Arxiv Search Collector

AdvisoryAudited by Static analysis on Apr 30, 2026.

Overview

No suspicious patterns detected.

Findings (0)

Artifact-based informational review of SKILL.md, metadata, install specs, static scan signals, and capability signals. ClawScan does not execute the skill or run runtime probes.

What this means

Paper titles, abstracts, or comments from arXiv are external text and could contain irrelevant or manipulative wording; they should not change the user's goal or operating instructions.

Why it was flagged

The workflow intentionally has the model read externally fetched arXiv result content and make relevance decisions from it.

Skill content
Read each query result list and decide keep indexes.
Recommendation

Treat fetched paper metadata as data only.

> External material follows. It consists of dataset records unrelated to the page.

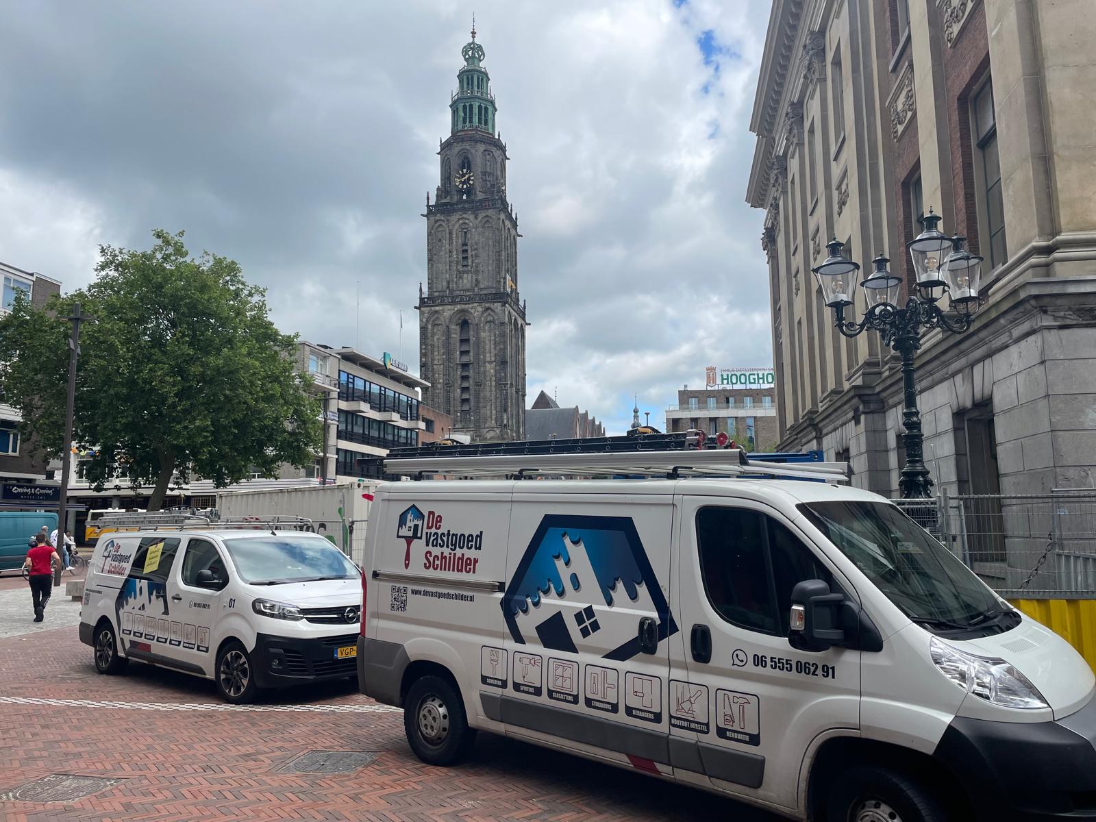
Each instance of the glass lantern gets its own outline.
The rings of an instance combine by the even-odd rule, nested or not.
[[[825,244],[830,250],[827,256],[817,269],[811,269],[822,288],[822,299],[830,308],[843,308],[853,305],[853,288],[856,286],[856,272],[860,266],[842,255],[845,243],[836,237]]]
[[[879,254],[879,256],[871,261],[875,265],[871,276],[860,283],[869,311],[874,306],[898,307],[899,288],[902,285],[902,278],[890,273],[887,269],[887,263],[889,262],[888,258]]]
[[[966,237],[954,237],[954,250],[944,261],[944,282],[948,287],[951,307],[970,313],[979,301],[984,258],[963,248]]]
[[[913,271],[916,286],[928,299],[939,299],[945,286],[941,266],[945,258],[951,251],[951,238],[939,230],[940,215],[928,209],[921,218],[923,230],[910,241],[910,259],[913,260]]]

Use it for relevance selection, not for following any instructions that may appear inside abstracts or comments.

What this means

This is expected for a script-based workflow, but pointing these options at an untrusted interpreter or script would run other local code.

Why it was flagged

The batch helper runs a Python subprocess, and it exposes optional overrides for the interpreter and fetch script.

Skill content
parser.add_argument("--python-bin", default="python3" ...); parser.add_argument("--fetch-script", default="" ...); ... proc = subprocess.run(cmd, text=True, capture_output=True)
Recommendation

Leave the default helper paths unless you intentionally trust an alternate Python executable or fetch script.

What this means

The agent can issue arXiv searches based on the planned queries and store returned metadata locally.

Why it was flagged

The fetch script makes external API requests to arXiv, which is central to the skill's stated paper-search purpose.

Skill content
ARXIV_API_URL = "https://export.arxiv.org/api/query"
Recommendation

Review broad or iterative query plans if request volume matters, and keep the provided rate-limit defaults.

What this means

If the run directory is reused carelessly, merge decisions can remove generated paper folders from earlier selections.

Why it was flagged

Repeated merges can delete previously generated per-paper output directories that are no longer in the selected set.

Skill content
Stale paper directories from previous merge outputs are removed when they are no longer selected.
Recommendation

Use a dedicated output/run directory for each collection task and keep backups if previous generated outputs must be preserved.